Он любил эти развалины вопреки всей их неприглядности, чувствовал, что его тянет туда, как преступника к месту преступления, может быть, лишь потому, что пруд при заводе был его первым синим морем, и еще потому, что мальчиком он бродил там, внизу, изобретая невесть какие приключения. Завод уже тогда не работал, и здания, правда еще не разрушенные, находились в полном запустении. Козы, которых пасла четырнадцатилетняя девочка, объедали сорняки под его красными стенами. И однажды, в знойный полдень (но и это приключение уже стало ему чуждым, словно кто-то другой пережил его), пьяный от смертельного страха, пьяный от запахов глубины, на загорелом, жарком от солнца теле пастушки (он словно бы вел свое суденышко в открытое море) совершил он свое первое плавание в Несказанное.
Но не об этом он думал сейчас, на рассвете, пока шел за водой к колодцу, глядя, как — словно пролитая кровь — темнеют за дождевой пеленой стены кирпичного завода. Нет, не глаза первой возлюбленной — щелочки, полные слез, мерцающие и бледно-голубые, как дальние горизонты, — на него смотрели сейчас две черные дырки, два отверстия, два окна в руинах, до того пустые, что у человека перехватывало дыхание: глаза мертвого Ганса Хеллера.
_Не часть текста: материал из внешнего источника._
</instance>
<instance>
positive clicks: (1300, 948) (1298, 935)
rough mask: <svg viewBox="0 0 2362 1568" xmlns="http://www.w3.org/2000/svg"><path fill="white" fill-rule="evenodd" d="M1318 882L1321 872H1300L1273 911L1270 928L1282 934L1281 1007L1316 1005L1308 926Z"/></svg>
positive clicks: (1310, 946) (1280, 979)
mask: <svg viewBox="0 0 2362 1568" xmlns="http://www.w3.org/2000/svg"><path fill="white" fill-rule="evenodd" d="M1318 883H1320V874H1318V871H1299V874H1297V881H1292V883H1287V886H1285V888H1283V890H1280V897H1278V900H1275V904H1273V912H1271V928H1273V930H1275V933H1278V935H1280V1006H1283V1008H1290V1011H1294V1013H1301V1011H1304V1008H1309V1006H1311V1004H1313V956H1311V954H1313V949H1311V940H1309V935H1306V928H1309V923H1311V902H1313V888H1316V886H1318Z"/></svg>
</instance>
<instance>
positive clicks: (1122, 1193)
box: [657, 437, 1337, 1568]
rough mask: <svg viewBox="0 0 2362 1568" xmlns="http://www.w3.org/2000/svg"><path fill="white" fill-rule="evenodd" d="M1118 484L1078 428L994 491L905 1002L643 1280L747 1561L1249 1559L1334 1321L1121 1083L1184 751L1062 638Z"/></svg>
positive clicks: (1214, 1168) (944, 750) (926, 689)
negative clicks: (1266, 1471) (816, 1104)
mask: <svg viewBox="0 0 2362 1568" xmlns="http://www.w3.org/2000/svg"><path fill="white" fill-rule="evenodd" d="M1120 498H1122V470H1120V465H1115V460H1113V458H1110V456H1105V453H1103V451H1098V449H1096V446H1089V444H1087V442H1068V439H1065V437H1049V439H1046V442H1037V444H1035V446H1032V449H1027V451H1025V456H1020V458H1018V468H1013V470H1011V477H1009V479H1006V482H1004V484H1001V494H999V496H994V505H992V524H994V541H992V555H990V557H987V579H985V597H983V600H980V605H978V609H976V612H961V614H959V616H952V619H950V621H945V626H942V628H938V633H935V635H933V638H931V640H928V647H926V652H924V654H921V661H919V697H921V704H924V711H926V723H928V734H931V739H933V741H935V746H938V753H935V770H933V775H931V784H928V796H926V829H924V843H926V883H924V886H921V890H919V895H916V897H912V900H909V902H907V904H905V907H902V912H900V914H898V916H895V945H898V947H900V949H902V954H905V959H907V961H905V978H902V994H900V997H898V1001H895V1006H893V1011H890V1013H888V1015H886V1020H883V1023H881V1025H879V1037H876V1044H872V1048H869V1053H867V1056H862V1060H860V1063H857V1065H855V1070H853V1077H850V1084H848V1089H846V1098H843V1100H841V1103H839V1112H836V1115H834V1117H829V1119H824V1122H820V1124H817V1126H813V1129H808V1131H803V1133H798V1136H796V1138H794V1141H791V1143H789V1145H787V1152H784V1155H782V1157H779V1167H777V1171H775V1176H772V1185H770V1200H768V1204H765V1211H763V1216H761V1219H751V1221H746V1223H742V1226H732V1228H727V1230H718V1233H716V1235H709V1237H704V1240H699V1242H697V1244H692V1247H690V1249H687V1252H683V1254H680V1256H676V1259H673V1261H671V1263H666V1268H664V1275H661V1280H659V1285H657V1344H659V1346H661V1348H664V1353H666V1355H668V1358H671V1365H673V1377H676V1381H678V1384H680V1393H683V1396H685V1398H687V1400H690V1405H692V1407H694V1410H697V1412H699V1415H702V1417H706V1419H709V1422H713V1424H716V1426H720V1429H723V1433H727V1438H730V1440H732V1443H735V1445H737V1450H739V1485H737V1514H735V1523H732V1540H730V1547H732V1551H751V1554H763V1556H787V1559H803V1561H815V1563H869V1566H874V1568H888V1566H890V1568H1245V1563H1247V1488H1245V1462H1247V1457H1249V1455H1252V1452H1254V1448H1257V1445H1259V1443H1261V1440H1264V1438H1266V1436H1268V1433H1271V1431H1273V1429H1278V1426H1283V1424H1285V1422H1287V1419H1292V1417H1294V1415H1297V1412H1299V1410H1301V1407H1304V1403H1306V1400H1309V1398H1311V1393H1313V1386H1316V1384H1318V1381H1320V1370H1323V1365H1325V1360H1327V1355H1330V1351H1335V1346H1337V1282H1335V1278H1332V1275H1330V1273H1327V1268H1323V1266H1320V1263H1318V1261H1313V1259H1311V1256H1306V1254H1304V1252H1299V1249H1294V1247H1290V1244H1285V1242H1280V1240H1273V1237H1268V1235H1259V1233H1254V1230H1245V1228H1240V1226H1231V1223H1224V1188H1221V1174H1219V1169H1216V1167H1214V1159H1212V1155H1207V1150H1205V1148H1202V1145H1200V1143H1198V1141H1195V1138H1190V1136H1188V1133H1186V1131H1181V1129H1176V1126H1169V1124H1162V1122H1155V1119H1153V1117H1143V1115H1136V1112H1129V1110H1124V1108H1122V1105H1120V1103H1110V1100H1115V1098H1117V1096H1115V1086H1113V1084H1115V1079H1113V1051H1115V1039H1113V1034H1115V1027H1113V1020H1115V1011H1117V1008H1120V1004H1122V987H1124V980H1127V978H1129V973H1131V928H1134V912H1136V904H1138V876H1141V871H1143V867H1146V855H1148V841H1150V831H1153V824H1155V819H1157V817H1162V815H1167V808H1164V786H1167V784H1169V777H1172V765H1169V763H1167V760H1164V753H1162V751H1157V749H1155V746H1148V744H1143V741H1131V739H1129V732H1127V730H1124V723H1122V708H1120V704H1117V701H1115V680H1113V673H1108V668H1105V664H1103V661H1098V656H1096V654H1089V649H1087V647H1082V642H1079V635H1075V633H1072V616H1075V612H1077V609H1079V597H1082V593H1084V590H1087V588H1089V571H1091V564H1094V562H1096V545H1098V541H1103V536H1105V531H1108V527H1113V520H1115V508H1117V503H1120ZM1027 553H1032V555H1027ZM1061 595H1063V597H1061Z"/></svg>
Позднее он прочитал в крестьянском календаре, который иной раз покупал к рождеству у заезжего агента, на странице, посвященной ноябрю, под различными наставлениями для крестьян, такое изречение:
Когда в один из последующих дней (восемнадцатого или девятнадцатого) из туч несколько часов подряд лилась вода и внезапно поднявшийся ветер стал подсвистывать, как возница лошадям (тщетно: лошади больше мочиться не хотели), матрос ощутил потребность что-то сделать — хоть ноги поразмять, — а поскольку в нынешнем настроении ему ничего другого и в голову прийти не могло, решил пойти на кирпичный завод, чтобы уже при дневном свете хорошенько его осмотреть. В старом своем бушлате — он лучше всего себя чувствовал в нем, так как бушлат резко отделял его от всего окружающего, как бы поднимал его над серостью, в которой мы все растворялись, — он двинулся сквозь кусты вниз по склону, пересек блестевшее от слякоти шоссе и неторопливым шагом — куда ему было спешить? — приблизился к зловещему месту. Он отдавал себе отчет в бессмыслице этой затеи, ни минуты не тешил себя надеждой, что ему удастся там что-то обнаружить или что небеса ниспошлют ему внезапное наитие. Но сегодня, когда он шел, засунув руки в карманы и слегка раскачиваясь — как на прогулке, — ему вдруг показалось, что еще утром ему что-то встретится.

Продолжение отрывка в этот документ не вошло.